Health Sentinel is designed with operational simplicity in mind. You don’t need to write code to benefit from it. Instead, you configure what to watch, define thresholds, and select how the system should respond. This allows to:

• Detect issues before they escalate

• Automate notifications and reactions

• Reduce manual monitoring and intervention

 

Whether you’re maintaining a large-scale production instance or want to strengthen your internal governance, Health Sentinel provides a smart, low-effort way to increase visibility and improve response times.

 

 

 

From Physical Sensors to Platform Intelligence

 

In the physical world, sensors measure real-world conditions—like temperature or pressure—and send signals when thresholds are breached. A blinking warning light on a car dashboard or a spike on a heart monitor translates these signals into meaningful feedback.

 

Health Sentinel brings this concept into the ServiceNow universe. Each "sensor" in this application is a specialized scheduled job, implemented as a custom child table of sysauto_script.

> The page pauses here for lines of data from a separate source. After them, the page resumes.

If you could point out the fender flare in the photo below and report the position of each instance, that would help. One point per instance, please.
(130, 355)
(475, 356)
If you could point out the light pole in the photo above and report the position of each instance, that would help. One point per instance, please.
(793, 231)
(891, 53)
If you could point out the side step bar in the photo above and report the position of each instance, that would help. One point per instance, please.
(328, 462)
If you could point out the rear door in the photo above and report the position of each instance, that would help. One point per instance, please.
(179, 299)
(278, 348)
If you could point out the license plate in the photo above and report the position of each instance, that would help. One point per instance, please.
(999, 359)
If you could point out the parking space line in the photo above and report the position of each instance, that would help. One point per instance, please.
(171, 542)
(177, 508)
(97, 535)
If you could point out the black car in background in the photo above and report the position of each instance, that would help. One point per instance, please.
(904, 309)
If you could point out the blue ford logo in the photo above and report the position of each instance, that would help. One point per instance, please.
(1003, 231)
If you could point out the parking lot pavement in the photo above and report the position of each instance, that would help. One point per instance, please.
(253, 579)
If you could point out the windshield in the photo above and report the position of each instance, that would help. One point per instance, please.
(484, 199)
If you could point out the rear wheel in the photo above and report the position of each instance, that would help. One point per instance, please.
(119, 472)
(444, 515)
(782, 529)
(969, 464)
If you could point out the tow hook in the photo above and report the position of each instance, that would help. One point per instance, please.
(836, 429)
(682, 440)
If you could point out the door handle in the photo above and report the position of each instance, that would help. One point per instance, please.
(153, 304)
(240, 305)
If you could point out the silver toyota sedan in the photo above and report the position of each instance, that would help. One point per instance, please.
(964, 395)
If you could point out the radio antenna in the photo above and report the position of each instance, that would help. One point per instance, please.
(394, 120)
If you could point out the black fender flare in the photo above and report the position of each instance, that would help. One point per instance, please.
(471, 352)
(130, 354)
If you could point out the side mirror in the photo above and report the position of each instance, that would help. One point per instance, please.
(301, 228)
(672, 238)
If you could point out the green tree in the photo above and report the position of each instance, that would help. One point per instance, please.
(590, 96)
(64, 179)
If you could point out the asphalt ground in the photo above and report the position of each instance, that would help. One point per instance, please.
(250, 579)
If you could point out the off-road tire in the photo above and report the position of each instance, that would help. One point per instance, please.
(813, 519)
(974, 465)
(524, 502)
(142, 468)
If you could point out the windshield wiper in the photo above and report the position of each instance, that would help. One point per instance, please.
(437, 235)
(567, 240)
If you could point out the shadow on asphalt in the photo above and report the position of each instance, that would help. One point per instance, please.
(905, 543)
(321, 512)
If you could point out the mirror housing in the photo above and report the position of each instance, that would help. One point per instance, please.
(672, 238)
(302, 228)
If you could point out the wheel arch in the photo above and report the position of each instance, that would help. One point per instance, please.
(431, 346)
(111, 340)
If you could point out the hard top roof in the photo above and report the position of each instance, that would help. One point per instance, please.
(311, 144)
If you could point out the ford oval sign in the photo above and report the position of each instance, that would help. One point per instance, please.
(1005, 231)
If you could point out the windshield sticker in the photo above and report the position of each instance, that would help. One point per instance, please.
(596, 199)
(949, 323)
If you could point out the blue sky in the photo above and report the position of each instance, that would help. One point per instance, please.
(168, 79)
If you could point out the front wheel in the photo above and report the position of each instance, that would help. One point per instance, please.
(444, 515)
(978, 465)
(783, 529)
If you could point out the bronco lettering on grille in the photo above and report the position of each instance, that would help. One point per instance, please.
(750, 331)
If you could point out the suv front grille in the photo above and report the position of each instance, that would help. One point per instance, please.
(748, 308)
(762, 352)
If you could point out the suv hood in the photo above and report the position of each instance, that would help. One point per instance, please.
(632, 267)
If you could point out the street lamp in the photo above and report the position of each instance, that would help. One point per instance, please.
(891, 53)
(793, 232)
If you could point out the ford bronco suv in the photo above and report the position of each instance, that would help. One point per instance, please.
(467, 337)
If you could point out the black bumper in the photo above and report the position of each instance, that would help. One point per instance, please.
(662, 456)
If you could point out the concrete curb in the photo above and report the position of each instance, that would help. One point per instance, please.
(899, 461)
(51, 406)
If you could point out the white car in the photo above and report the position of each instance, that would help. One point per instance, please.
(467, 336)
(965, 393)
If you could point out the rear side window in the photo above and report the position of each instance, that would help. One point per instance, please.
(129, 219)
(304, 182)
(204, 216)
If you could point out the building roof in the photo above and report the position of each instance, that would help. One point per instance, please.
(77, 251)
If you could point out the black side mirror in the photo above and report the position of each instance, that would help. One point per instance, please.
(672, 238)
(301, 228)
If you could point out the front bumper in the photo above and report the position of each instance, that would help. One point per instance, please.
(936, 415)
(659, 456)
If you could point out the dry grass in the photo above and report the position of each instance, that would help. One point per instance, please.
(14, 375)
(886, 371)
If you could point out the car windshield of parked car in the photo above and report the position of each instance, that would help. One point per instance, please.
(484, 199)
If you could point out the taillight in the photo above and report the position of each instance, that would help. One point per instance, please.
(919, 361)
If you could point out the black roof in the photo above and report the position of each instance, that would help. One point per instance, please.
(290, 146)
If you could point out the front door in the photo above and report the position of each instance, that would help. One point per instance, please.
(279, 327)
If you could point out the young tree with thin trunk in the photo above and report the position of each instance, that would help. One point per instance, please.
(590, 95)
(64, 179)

Thanks to the fact that this base table is exempted from being counted as a custom table (see Custom Table Guide), we gain a lot of flexibility - without affecting your license usage.

 

Each sensor runs at a configurable frequency and queries a specific table with a dedicated condition. You can even include related list conditions, significantly broadening the search scope and enabling more nuanced detection scenarios. For example:

• Identifying recurring error messages in the syslog table

• Spotting user transactions that fail due to quota restrictions

• Detecting prolonged (sub)flow executions that exceed expected runtimes

• Monitoring open incidents without updates for a defined period

 

Detection alone isn’t enough - action is what keeps systems healthy. For this reason, when the number of matching records exceeds your set threshold, the sensor triggers a so-called signal. This is implemented as a custom ServiceNow event (sysevent) and includes a rich JSON payload with all the information needed to initiate a follow-up action.

 

Each consumer can now decide how to process the signal and translate it into an appropriate mitigation process, such as

• sending an email alert,
• pushing notifications to a chat system,
• executing any script or integration or
• triggering a subflow.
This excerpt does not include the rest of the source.